Figure 4-6. The Instances panel of the Cloud Console
You can use this panel to inspect the general behavior of your application code running in an instance. This includes summary information about the number of instances, and averages for QPS, latency, and memory usage per instance over the last minute of activity. Each active instance is also itemized, with its own QPS and latency averages, total request and error counts over the lifetime of the instance, the age of the instance, current memory usage, and whether the instance is resident or dynamic. You can query the logs for requests handled by the individual instance.
You can also shut down an instance manually from this panel. If you shut down a resident instance, a new resident instance will be started in its place, effectively like restarting the instance. If you shut down a dynamic instance, a new instance may or may not be created as per App Engine’s algorithm and the app’s idle instance settings.
As with several other Console panels, the Instances panel is specific to the selected version of your app. If you want to inspect instances handling requests for a specific app version, be sure to select it from the Console’s app version drop-down at the top of the screen.
The most important use of versions is to test new software candidates before launching them to all of your users. You can test a nondefault version yourself by addressing its version URL, while all of your live traffic goes to the default version. But what if you want to test a new candidate with a percentage of your actual users? For that, you use traffic splitting.
With traffic splitting enabled, App Engine identifies the users of your app, partitions them according to percentages that you specify, and routes their requests to the versions that correspond to their partitions. You can then analyze the logs of each version separately to evaluate the candidate for issues and other data.
To enable traffic splitting, go to the Versions panel. If you have more than one module, select the module whose traffic you want to split. (We’ll look at modules in more depth in Chapter 5.) Click the “Enable traffic splitting” button, and set the parameters for the traffic split in the dialog that opens.
The dialog asks you to decide whether users should be identified by IP address or by a cookie. Splitting by cookie is likely to be more accurate for users with browser clients, and accommodates cases where a single user might appear to be sending requests from multiple IP addresses.
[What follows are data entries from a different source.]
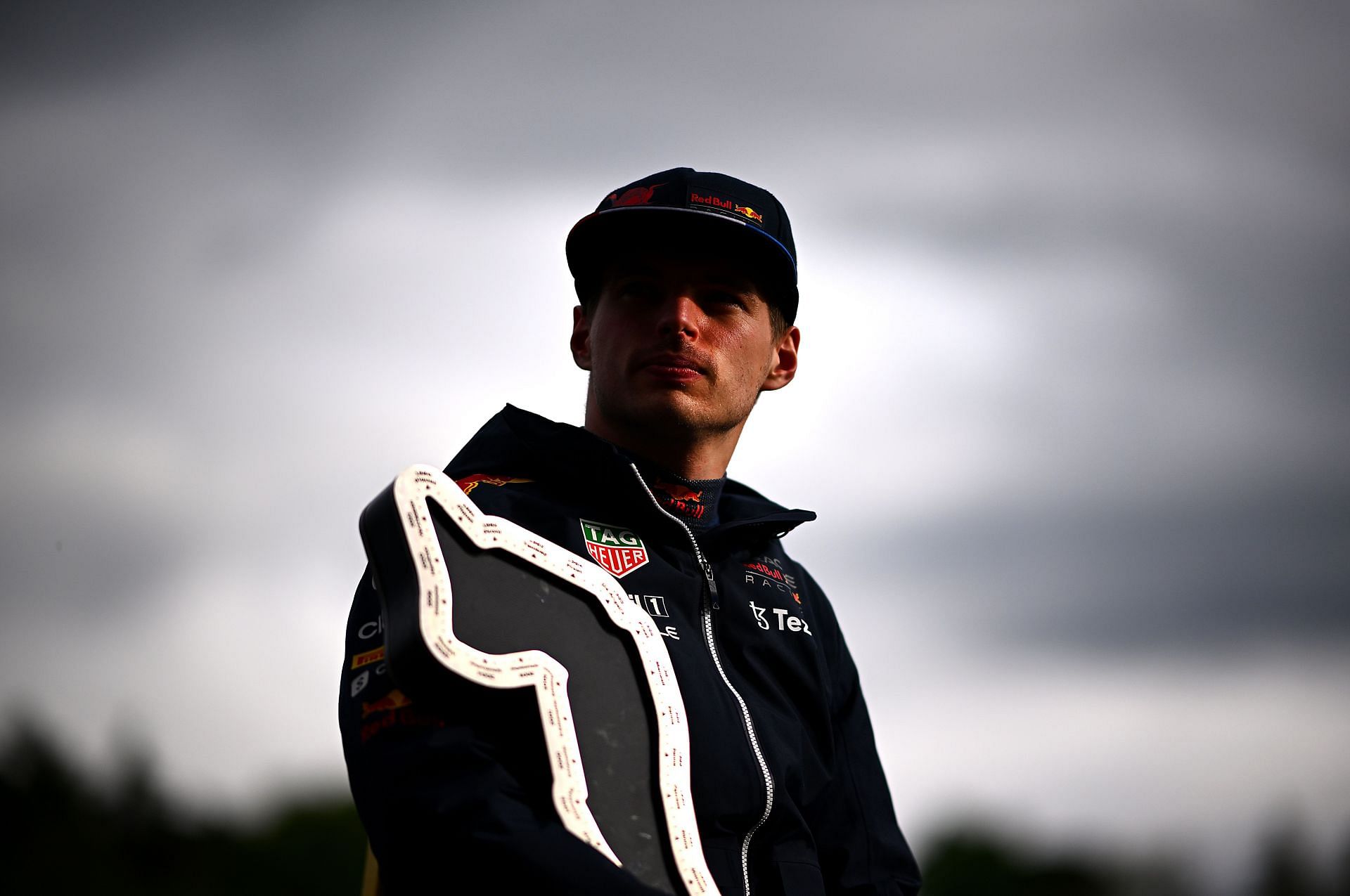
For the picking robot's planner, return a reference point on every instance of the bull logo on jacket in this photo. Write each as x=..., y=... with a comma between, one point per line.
x=617, y=550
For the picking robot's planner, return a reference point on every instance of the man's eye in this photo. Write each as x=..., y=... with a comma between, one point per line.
x=720, y=297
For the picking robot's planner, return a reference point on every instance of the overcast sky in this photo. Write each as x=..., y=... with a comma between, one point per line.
x=1071, y=406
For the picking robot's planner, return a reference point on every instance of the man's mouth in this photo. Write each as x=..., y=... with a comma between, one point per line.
x=671, y=368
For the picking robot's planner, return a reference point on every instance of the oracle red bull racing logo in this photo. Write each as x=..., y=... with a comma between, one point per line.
x=681, y=498
x=615, y=548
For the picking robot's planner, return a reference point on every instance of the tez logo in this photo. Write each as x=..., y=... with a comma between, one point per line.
x=615, y=548
x=783, y=618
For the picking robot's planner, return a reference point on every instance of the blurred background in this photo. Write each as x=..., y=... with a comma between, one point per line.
x=1071, y=406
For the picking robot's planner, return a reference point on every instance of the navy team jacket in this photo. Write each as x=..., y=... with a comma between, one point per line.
x=798, y=809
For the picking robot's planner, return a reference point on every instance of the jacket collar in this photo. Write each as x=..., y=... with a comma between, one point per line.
x=524, y=444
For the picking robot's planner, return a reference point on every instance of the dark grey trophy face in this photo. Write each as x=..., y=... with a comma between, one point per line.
x=472, y=605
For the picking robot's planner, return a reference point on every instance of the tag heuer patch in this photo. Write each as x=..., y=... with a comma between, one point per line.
x=615, y=548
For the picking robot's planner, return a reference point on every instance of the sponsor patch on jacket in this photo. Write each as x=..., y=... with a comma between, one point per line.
x=617, y=550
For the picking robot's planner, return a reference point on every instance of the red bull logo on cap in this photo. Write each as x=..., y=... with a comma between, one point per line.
x=634, y=196
x=726, y=205
x=469, y=483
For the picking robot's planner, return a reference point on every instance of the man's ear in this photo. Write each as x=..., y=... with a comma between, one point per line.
x=581, y=338
x=785, y=361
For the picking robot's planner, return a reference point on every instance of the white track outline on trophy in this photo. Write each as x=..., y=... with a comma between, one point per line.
x=412, y=491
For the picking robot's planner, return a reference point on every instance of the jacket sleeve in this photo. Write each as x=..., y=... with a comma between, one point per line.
x=440, y=799
x=858, y=838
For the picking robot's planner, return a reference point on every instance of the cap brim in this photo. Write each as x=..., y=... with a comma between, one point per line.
x=601, y=236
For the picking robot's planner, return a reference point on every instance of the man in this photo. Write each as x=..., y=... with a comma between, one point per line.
x=688, y=287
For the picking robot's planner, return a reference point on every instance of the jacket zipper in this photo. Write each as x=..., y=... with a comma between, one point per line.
x=707, y=613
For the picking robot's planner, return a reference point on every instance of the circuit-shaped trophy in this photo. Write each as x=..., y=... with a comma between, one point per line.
x=474, y=602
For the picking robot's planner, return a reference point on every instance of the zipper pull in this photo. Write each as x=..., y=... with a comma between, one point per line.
x=712, y=583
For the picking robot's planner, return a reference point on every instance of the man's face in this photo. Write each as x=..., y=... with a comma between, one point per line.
x=679, y=344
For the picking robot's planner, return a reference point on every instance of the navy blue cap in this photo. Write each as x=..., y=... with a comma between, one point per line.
x=742, y=219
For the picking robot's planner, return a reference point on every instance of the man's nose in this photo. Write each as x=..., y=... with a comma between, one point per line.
x=679, y=313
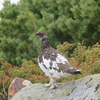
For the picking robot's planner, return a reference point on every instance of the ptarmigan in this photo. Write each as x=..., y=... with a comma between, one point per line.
x=53, y=63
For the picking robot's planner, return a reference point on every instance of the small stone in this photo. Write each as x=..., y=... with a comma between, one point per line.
x=16, y=85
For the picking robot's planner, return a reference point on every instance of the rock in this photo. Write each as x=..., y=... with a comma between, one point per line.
x=16, y=85
x=86, y=88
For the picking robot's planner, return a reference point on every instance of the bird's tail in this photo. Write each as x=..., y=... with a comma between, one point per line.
x=73, y=71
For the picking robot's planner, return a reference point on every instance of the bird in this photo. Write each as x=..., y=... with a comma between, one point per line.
x=53, y=63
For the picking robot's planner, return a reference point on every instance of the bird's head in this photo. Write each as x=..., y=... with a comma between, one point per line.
x=42, y=35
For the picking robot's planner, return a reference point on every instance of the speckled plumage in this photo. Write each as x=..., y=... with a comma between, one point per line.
x=53, y=63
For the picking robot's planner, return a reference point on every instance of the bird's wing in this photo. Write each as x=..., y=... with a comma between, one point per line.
x=57, y=62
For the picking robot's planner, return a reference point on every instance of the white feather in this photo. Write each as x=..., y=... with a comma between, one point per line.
x=52, y=72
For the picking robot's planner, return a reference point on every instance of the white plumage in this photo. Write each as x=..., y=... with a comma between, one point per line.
x=53, y=63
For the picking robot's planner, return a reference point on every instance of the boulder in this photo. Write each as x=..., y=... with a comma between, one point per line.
x=16, y=85
x=86, y=88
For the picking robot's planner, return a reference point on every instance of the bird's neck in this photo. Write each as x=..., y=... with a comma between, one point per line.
x=45, y=44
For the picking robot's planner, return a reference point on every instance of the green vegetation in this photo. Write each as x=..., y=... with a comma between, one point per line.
x=87, y=59
x=68, y=20
x=74, y=21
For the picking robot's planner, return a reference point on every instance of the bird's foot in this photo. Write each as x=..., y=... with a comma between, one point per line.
x=47, y=85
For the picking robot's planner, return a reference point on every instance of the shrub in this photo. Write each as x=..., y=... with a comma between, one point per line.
x=87, y=59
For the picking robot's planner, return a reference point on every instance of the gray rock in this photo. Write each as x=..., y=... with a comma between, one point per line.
x=86, y=88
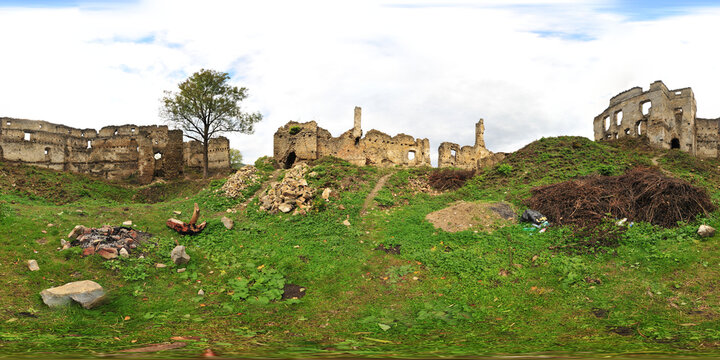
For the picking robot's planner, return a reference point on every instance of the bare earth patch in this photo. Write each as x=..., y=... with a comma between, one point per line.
x=473, y=215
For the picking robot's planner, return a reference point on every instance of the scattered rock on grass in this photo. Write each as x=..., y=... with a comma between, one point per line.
x=227, y=222
x=179, y=256
x=706, y=231
x=87, y=293
x=32, y=265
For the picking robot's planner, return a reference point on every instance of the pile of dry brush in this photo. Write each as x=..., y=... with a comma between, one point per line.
x=639, y=195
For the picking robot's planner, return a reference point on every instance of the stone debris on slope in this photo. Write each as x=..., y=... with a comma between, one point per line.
x=88, y=293
x=292, y=192
x=241, y=180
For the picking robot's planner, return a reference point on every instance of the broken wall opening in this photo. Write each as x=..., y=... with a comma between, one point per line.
x=290, y=160
x=675, y=143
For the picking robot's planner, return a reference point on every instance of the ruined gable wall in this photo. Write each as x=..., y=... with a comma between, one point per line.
x=669, y=121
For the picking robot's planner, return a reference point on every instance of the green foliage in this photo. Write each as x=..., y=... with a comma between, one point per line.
x=261, y=286
x=131, y=268
x=207, y=106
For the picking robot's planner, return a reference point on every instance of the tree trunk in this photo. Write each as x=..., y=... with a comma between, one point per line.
x=205, y=159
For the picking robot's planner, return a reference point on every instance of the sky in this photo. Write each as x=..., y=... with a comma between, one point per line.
x=426, y=68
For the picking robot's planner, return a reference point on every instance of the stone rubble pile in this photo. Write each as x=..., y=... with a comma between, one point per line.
x=291, y=193
x=107, y=241
x=236, y=183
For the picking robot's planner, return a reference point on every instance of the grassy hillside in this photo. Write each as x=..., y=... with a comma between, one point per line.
x=436, y=293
If the user is not using a client that supports cookies, or you otherwise don’t want to use them, you can split traffic by IP address. The goal is for each user to always be assigned the same partition throughout a session with multiple requests, so clients don’t get confused talking to multiple versions, and your experiment gets consistent results.
Traffic splitting occurs with requests sent to the main URL for the app or module. Requests for the version-specific URLs bypass traffic splitting.
1 Cloud Datastore was originally a feature exclusive to App Engine, and is now a standalone service with a REST API as well as its original App Engine integration. As of September 2014, Datastore billing is still managed by App Engine’s quota system, but this may change in the future.